Some of the factors considered as potential threats to this study are summarily discussed here. Some search keywords were drawn from keywords found in some papers to reduce the risk of excluding relevant studies. The search was restricted to two primary indexing databases to minimize bias and miss relevant papers. Other researchers’ biases can be unavoidable, such as inaccurate data extraction and mapping procedure.
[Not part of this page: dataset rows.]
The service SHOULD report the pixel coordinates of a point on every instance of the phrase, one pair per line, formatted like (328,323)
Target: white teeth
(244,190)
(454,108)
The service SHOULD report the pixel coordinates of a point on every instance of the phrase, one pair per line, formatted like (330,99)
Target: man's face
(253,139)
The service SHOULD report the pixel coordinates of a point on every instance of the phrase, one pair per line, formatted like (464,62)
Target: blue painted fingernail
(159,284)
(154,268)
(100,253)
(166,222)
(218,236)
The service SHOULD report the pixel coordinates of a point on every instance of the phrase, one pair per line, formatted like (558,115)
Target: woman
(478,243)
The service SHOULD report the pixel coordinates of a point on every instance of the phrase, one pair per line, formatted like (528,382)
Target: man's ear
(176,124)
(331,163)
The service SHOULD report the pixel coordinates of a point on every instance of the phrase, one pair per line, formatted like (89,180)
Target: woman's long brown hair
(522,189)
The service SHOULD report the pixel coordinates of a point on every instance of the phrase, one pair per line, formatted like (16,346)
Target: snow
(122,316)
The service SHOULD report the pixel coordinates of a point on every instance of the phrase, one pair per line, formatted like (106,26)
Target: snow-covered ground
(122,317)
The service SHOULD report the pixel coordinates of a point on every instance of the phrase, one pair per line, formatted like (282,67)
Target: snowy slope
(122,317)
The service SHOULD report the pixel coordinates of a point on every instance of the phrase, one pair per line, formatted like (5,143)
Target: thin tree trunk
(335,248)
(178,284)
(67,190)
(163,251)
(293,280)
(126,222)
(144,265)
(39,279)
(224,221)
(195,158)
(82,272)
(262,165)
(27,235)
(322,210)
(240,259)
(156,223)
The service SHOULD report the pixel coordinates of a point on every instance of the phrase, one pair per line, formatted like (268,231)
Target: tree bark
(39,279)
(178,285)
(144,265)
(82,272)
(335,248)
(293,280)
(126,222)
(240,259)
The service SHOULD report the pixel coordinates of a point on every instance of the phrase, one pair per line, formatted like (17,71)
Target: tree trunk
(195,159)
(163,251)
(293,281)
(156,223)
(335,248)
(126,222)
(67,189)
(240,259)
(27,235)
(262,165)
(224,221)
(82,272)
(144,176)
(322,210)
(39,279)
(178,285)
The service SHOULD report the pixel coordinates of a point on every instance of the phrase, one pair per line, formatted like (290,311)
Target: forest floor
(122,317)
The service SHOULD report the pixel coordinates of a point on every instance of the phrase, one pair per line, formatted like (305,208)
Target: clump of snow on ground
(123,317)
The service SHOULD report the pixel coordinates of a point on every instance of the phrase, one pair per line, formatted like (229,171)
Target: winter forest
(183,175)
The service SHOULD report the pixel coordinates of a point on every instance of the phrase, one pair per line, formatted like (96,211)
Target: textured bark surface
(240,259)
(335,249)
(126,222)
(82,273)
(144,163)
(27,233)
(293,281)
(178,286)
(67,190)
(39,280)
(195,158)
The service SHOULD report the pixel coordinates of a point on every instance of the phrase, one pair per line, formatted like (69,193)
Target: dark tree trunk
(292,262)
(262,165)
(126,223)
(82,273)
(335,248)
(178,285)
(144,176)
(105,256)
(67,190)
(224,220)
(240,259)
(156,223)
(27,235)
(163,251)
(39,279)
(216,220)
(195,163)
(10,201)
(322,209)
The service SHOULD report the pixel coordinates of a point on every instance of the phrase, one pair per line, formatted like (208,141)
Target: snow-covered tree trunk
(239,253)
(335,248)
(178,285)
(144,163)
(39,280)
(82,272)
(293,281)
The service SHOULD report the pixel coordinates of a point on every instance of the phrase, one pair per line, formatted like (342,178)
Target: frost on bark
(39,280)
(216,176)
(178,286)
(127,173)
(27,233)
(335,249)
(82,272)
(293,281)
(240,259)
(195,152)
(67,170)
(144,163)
A consensus mechanism was utilized to select all the extracted studies to minimize this issue. The final chosen studies and classification were made by consensus among the four authors.

7 Conclusion

DL techniques have solved complex problems across various applications and research concerning the fault diagnosis of rotating machinery. This paper has documented an overview of DL algorithms for condition monitoring using vibration signals. Through this study, existing studies were reviewed and classified according to the DL architectures. Moreover, some current research challenges were reported, providing researchers insights into the latest DL techniques for fault diagnosis. More importantly, a ’white-box’ model for fault diagnosis will be sought after as it helps the prediction be understandable to humans. To conclude, this section sums up the answers to the RQs mentioned earlier.

  1. (a)

    RQ\(_{1}\): What are the distribution per year and publication venues of prior works related to the applications of DL for vibration-based fault diagnosis techniques? This study has observed DL for fault diagnosis using vibration signals either in supervised, unsupervised, or semi-supervised learning mechanisms. This study reveals that there has been a considerable increase between 2017 and 2021.

  2. (b)

    RQ\(_{2}\): What types of DL techniques are developed the most? Supervised learning task based on CNN was still the major player in this domain, which shared more than one-third of the total studies. Other significant DL techniques that have been developed include stack autoencoder and graph-based neural networks.

  3. (c)

    RQ\(_{3}\): What are the future research directions concerning the challenges and limitations of the current studies that remain? DL models are black-box; therefore, the model’s interpretability and explainability would be very promising tools in the future. In addition, physics-informed ML and the self-attention mechanism remain underexplored in the current literature.